Unlike other inputs such as pesticides or conventional seeds, scientists cannot go through regular commercial channels to purchase a bag of biotech seed and do independent research, explained Elson Shields, professor and extension entomologist at Cornell University and one of the scientists who signed the statement.
Professor Shields said an array of other problems researchers have faced include companies refusing to approve data found in trials for publication and threatening lawsuits if a scientist wants to publish without company approval.
Frequently, companies have tried to change research protocols to better suit information they want released.
"That kind of control has the potential to bias research. We, as scientists, are fiercely protective of our reputation of being unbiased," Shields said.
Ken Ostlie, professor and extension entomologist at the University of Minnesota, experienced a company restriction firsthand this year when he attempted to examine how transgenic corn events fared in combating northern corn rootworm.
With most of the research directed at western corn rootworm, it was important to explore transgenic corn impacts on northern corn rootworm in his state.
In 2007, he conducted the studies with permission from three companies.
In 2008, he said Syngenta withdrew its permission to repeat the study two weeks after corn planting began, saying it didn't need additional performance data on the events.
"I suspect that this was a knee-jerk response to slightly poorer performance data generated in areas with western corn rootworm," Ostlie said.
The threat of industry blacklisting is real to researchers.
Scientists in the early years of their career were encouraged not to sign the petition.
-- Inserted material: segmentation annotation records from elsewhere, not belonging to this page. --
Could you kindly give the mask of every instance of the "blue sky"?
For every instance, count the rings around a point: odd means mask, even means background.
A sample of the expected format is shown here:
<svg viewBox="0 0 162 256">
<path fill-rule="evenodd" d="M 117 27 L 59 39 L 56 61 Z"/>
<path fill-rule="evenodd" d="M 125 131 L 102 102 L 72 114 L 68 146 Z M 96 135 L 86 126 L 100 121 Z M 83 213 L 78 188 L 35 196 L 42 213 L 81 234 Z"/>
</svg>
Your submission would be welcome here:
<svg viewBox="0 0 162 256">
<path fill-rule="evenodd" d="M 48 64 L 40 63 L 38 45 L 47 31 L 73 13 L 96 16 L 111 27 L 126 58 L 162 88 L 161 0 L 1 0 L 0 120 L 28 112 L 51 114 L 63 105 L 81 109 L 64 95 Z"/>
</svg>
"Companies hold the ultimate trump card," Ostlie said.
They can effectively shut down research by individual scientists, resulting in career suicide for young faculty who must publish in order to achieve promotion and tenure.
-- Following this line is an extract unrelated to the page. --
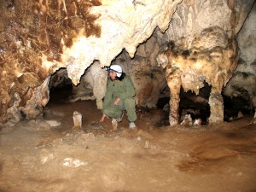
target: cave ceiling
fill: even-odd
[[[40,113],[49,101],[50,76],[61,68],[66,68],[66,76],[79,86],[84,71],[95,62],[90,78],[82,81],[103,86],[105,81],[99,82],[96,77],[106,77],[99,71],[113,60],[123,62],[125,71],[134,74],[133,80],[143,75],[137,87],[137,103],[154,107],[160,90],[166,85],[163,69],[156,63],[161,44],[173,41],[183,50],[197,49],[212,54],[215,49],[214,55],[219,55],[224,49],[232,49],[238,55],[236,47],[227,47],[237,38],[249,14],[248,22],[253,23],[253,0],[0,0],[1,121],[14,116],[18,121],[20,111],[27,118]],[[246,53],[255,51],[255,42],[243,43],[255,40],[255,27],[250,23],[242,29],[244,35],[238,36],[246,38],[238,42],[239,46],[251,47],[239,52],[242,55],[239,61],[246,67],[238,68],[249,70],[253,80],[247,81],[253,84],[255,55]],[[232,59],[223,85],[231,78],[237,61]],[[234,85],[229,86],[229,94],[234,95]],[[98,100],[102,98],[102,92],[93,91]],[[255,91],[247,91],[256,106]],[[101,108],[100,102],[97,106]]]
Regarding the legal constraints of preventing public scientists from conducting research, agribusiness and grower groups have been mostly surprised that scientists were unable to pursue their normal research role in exploring new technologies and how best to use them.
One of the financial resources for Ostlie's research was the Minnesota Corn Research & Promotion Council.
When he told the group a company pulled out of the study, the council was offended and "did not like the idea that research they wanted to see done was being torted," he said.
Christian Krupke, an assistant professor at Purdue University, added that pest insects developing resistance is always a concern with transgenic plants.
"There should be some level of concern that, without maximising the numbers of researchers who can ask questions - providing innovative ideas to keep these products durable, profitable and based on the best science - we run the risk of making mistakes and missing opportunities to do things better," Krupke said.
Chris DiFonzo, field crop entomologist for Michigan State University, added that the requirements may be especially restrictive for university researchers who do not traditionally work with companies, such as those working on ecology or environmental impacts.
The public statement to EPA was designed to make the agency aware that companies have the ability to "spoon feed EPA any data they would like" because of the possibility that companies can control data, Ostlie said.
Any company can change its policy, Ostlie said.
If things aren't resolved, political pressure could be put on EPA.
The scientists are urging EPA "to require registrants to remove the prohibition on research on their products and specifically allow research by public-sector scientists".
This could easily be done without infringing on companies' intellectual property rights, the scientists said.
The final resort could be approaching legislators about changing or introducing language in a bill that would safeguard public scientists' right to use biotech seeds for research purposes.
"Although this has been portrayed as an 'industry versus researchers' issue, that is not the case at all. The vast majority of our interactions with industry have been very positive," Krupke said.
"We just think that there must be a better way of including researchers in the critical evaluation of these products earlier in the process.
"This would have long-term benefits for industry, researchers and, most importantly, the public and end users of these technologies."